Open Russia Human Rights (Pravozashchita Otkrytki)
July 20, 2018
Remember the story of Maxim Shulgin, the Left Bloc activist from Tomsk? He was charged with violating Russian Criminal Code Article 282 for posting songs on the VK social network. When Center “E” officers searched his flat in April and took Shulgin to their headquarters, they beat him up on the way there and pushed him against the heater in their car, causing burns to his body. We published his account.
Other Left Bloc activists were detained the same day. When they refused to testify against Shulgin, they were threatened with violence and told they would be charged with criminal offenses as well. When Shulgin was delivered to Center “E” headquarters with a bandaged arm, they decided the threats were real and answered the investigator’s questions.

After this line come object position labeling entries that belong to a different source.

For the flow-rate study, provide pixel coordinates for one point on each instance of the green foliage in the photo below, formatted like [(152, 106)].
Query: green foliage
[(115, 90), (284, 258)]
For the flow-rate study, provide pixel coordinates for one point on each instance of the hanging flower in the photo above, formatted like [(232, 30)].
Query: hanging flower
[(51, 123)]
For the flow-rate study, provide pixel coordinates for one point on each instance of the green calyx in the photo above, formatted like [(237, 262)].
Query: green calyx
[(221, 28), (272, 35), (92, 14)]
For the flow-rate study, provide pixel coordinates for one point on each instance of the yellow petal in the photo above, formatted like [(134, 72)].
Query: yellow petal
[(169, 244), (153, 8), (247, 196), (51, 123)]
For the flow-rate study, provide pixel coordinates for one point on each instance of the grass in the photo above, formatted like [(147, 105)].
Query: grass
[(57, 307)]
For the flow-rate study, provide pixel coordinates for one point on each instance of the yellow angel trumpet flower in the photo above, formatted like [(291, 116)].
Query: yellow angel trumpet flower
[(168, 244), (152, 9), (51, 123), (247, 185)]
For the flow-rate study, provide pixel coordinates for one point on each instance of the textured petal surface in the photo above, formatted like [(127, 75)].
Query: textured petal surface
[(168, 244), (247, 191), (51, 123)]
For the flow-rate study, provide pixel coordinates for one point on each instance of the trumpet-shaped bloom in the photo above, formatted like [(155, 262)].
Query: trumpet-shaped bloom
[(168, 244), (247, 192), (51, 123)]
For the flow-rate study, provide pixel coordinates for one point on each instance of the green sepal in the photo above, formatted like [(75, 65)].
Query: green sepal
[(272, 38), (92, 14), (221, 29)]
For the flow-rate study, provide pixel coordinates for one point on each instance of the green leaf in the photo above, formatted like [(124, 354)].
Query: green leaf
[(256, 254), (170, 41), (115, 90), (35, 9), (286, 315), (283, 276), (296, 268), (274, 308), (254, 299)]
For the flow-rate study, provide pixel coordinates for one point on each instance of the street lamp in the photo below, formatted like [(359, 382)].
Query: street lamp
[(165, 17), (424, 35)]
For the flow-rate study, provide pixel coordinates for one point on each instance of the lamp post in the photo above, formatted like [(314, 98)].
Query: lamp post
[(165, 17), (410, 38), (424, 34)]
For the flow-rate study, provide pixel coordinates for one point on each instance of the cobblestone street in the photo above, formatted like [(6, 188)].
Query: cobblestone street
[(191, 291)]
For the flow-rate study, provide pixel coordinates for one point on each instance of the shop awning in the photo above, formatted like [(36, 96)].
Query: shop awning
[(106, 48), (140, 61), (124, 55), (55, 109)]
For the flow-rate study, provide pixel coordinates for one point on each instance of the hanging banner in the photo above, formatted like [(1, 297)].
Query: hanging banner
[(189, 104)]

Now the witnesses have recanted their testimony, recording a video in which they recounted what happened that day.
Our attorney Andrei Miller has been working on the Shulgin case. We immediately had Shulgin’s beating certified by a physician, and the evidence has been submitted to the Investigative Committe’s military investigation department. However, the issue of whether charges will be filed in connection with Shulgin’s bodily injuries has not yet been resolved.
Human Rights Open Russia (Pravozashchita Otkrytki)
April 30, 2018
“‘Guys, I can’t breathe,’ I said. They kicked me and said, ‘Are you alive down there?'”

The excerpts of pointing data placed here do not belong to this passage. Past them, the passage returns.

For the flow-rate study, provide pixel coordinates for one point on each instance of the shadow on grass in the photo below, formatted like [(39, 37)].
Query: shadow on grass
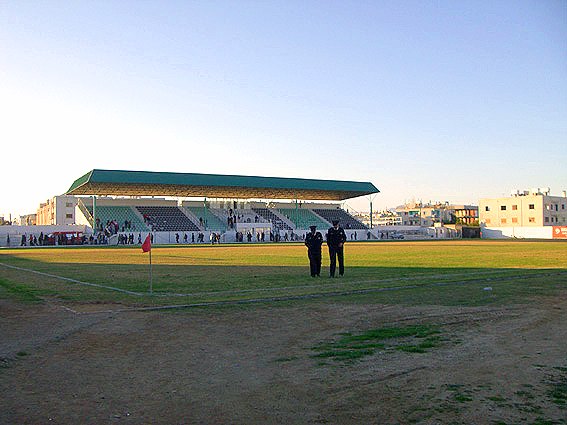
[(193, 284)]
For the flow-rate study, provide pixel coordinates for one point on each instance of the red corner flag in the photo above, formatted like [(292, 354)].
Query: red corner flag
[(147, 245)]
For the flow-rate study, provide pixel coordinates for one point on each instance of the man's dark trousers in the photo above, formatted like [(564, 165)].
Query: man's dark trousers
[(314, 263), (333, 254)]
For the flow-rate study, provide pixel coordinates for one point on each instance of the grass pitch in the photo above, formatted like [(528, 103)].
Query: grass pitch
[(401, 272)]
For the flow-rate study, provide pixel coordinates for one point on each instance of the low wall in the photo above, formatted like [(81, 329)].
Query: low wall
[(14, 233), (544, 232)]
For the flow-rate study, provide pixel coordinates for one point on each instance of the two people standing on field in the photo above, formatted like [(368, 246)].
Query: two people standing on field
[(336, 239)]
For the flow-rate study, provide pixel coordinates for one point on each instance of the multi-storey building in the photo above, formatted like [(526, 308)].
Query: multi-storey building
[(58, 210), (534, 208), (426, 215)]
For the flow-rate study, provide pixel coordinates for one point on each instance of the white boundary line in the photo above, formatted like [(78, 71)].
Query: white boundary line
[(96, 285), (273, 299)]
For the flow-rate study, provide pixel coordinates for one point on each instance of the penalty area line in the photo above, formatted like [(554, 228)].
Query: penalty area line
[(67, 279)]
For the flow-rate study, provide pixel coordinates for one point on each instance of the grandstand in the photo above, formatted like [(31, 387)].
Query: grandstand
[(167, 219), (303, 218), (227, 207), (270, 215), (211, 219), (122, 215), (346, 220)]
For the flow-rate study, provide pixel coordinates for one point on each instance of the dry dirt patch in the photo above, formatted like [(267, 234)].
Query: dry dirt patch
[(255, 365)]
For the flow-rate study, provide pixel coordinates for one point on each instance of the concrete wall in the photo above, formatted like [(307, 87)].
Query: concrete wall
[(543, 232), (16, 232)]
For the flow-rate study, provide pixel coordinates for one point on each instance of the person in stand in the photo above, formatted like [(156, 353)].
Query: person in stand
[(336, 239), (313, 242)]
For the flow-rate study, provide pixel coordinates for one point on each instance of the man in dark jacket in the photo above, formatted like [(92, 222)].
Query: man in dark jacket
[(336, 239), (313, 242)]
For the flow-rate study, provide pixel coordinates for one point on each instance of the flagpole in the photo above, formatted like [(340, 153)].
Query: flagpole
[(151, 282)]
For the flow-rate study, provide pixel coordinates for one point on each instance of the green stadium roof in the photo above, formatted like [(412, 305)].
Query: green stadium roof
[(147, 183)]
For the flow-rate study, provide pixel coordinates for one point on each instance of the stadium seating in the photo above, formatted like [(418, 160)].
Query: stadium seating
[(346, 220), (268, 215), (120, 214), (303, 218), (167, 219), (212, 221)]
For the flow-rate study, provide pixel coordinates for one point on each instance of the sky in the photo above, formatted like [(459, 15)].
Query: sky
[(428, 100)]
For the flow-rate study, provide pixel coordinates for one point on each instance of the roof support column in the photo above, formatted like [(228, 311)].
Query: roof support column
[(94, 215)]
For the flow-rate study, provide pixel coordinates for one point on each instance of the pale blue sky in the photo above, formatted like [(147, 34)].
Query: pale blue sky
[(432, 100)]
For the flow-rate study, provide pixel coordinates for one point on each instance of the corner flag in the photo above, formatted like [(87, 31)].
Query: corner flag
[(147, 245)]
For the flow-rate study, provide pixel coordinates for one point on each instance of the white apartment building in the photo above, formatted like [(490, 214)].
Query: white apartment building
[(531, 209), (60, 210)]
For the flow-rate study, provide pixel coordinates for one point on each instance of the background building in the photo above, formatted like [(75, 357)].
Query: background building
[(426, 215), (60, 210), (534, 209)]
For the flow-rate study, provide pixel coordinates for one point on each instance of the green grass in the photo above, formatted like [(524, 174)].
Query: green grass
[(425, 272)]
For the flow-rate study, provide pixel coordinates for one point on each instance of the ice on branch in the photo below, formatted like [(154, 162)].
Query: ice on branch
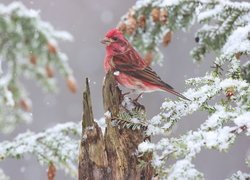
[(57, 145), (239, 175), (28, 47), (223, 93), (184, 169)]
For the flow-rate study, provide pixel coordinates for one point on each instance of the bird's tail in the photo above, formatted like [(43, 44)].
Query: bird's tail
[(175, 93)]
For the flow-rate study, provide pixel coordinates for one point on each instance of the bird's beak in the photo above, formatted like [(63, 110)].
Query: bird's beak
[(106, 41)]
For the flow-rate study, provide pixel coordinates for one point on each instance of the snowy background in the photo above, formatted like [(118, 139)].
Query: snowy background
[(88, 21)]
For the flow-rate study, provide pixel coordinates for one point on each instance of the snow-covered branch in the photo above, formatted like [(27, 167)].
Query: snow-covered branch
[(57, 145), (224, 92)]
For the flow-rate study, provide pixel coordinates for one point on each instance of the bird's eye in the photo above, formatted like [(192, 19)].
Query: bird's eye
[(115, 38)]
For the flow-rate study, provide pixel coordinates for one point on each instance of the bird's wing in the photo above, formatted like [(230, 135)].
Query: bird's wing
[(129, 60), (149, 76)]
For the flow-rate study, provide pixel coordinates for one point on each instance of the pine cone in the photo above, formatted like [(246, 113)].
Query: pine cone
[(51, 172), (25, 105), (52, 48), (50, 71), (163, 16), (167, 38), (33, 59), (71, 83), (142, 21), (155, 14)]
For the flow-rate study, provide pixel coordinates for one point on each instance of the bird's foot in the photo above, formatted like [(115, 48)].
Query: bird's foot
[(137, 98)]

Maxim Shulgin, a 28-year-old Left Bloc activist from Tomsk, recounted how Center “E” officiers detained him and what happened to him afterwards.
Tomsk Center “E” officers raided the Left Bloc’s offices yesterday.
“We were standing there smoking when a GAZelle van without license plates roared into the yard at full speed. The door opened, and guys wearing masks and caps came running out. I thought it was neo-Nazis who had come to shut us down. But then I realized they don’t drive around in GAZelle vans.”
The Center “E” officers forced the Left Bloc activists to lie face down on the floor. They confiscated their telephones, meaning the detainees had no connection with outside world until later that night and were unable to tell anyone what had happened to them. The detainees were taken to Center “E” headquarters, while Shulgin was handcuffed and taken home for a search of his flat.
“There were four field officers, wearing balaclavas, caps, jeans, windbreakers, and sneakers. They were carrying pistols, and their faces were covered. They addressed one of their number as ‘Pasha’ or ‘Pavel.’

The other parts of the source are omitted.